Goodcountry, the priest, sees an opportunity. He puts it about that if the villagers bring offerings of yams to his own harvest festival, the Christian God will protect the villagers from the wrath of Ulu and so they can bring in their harvest. Many of the villagers prove reluctant to abandon their traditions in this way, though their plight is severe, and Goodcountry offers them a solution. However, Ezuelu is to suffer yet again when one of his favoured sons, in temporary ill-health, is prevailed upon to undertake a strenuous activity at a funeral ritual. It is too much for him, and he dies.

Ezuelu is now a broken man and, the arrow of Ulu, the villagers see a broken god. We know that their abandonment of the old ways for Christianity is now inevitable.
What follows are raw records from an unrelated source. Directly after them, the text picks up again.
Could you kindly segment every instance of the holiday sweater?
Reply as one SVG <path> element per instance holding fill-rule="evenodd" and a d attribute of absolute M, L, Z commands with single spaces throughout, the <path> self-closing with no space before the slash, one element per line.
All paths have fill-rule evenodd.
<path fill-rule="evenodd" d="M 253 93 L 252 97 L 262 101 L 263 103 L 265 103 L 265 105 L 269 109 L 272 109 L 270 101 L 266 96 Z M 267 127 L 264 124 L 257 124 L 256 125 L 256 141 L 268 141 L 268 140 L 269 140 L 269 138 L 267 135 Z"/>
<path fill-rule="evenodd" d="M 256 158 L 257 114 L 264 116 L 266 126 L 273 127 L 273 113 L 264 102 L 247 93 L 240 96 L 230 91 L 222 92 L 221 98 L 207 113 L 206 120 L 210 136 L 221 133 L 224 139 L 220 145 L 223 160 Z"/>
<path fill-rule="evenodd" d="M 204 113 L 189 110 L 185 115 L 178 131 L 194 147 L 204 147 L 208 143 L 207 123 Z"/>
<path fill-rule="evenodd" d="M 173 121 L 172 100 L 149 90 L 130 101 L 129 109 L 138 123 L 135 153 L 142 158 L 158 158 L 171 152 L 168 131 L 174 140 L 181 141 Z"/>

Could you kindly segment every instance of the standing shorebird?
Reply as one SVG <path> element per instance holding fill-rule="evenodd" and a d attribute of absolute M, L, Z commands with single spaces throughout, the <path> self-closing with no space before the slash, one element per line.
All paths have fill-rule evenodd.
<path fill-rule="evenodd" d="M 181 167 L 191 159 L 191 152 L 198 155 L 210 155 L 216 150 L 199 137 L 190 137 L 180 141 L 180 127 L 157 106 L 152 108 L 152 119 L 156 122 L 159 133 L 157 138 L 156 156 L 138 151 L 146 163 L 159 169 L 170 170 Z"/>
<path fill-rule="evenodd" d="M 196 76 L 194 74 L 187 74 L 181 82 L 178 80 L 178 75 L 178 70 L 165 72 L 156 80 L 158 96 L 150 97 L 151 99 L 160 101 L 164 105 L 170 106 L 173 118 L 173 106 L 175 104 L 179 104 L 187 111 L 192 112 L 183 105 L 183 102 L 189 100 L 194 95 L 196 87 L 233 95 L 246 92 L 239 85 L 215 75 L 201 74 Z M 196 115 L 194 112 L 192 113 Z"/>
Whether or not Achebe intends his readers to see the book in this light I do not know, but for me, this is a story of the unintended consequences of power, and the inevitability of its leading those over whom it holds sway into the ways of those who wield it. Winterbottom may be content for the villagers to continue with their traditions so long as they cooperate with the administration, but that very cooperation has consequences. The fact it is able to simply commandeer labour brings tensions, and it is only able to do so because of the awe in which the administration is held, however that may or may not be acknowledged. That is a tension that must be resolved. Moreover, no local aware of the ways of the tribe would have kept the priest away from the identification of the new moon and disrupted the annual ritual. In other words, the two cultures can exist side by side only in temporary stasis. Even with the best of intentions not that I am claiming the best of intentions for British colonial rule in Nigeria overall the dominating culture must prevail and usurp its predecessor. The tensions are too great between them, and the more powerful culture will inevitably win out as the old, perforce, fails to live in harmony with it, even if the disharmony is unrecognised by the usurping culture and its actions in bringing it to the fore are unintentional.

This is one work of fiction I love but may not quite understand too well it’s contradicting plot or should I say plot complexity. It is although a good read for anyone craving to know more about the missionary move to the eastern part of Nigeria and the corresponding response of indigenes to the worship of purportedly unknown God.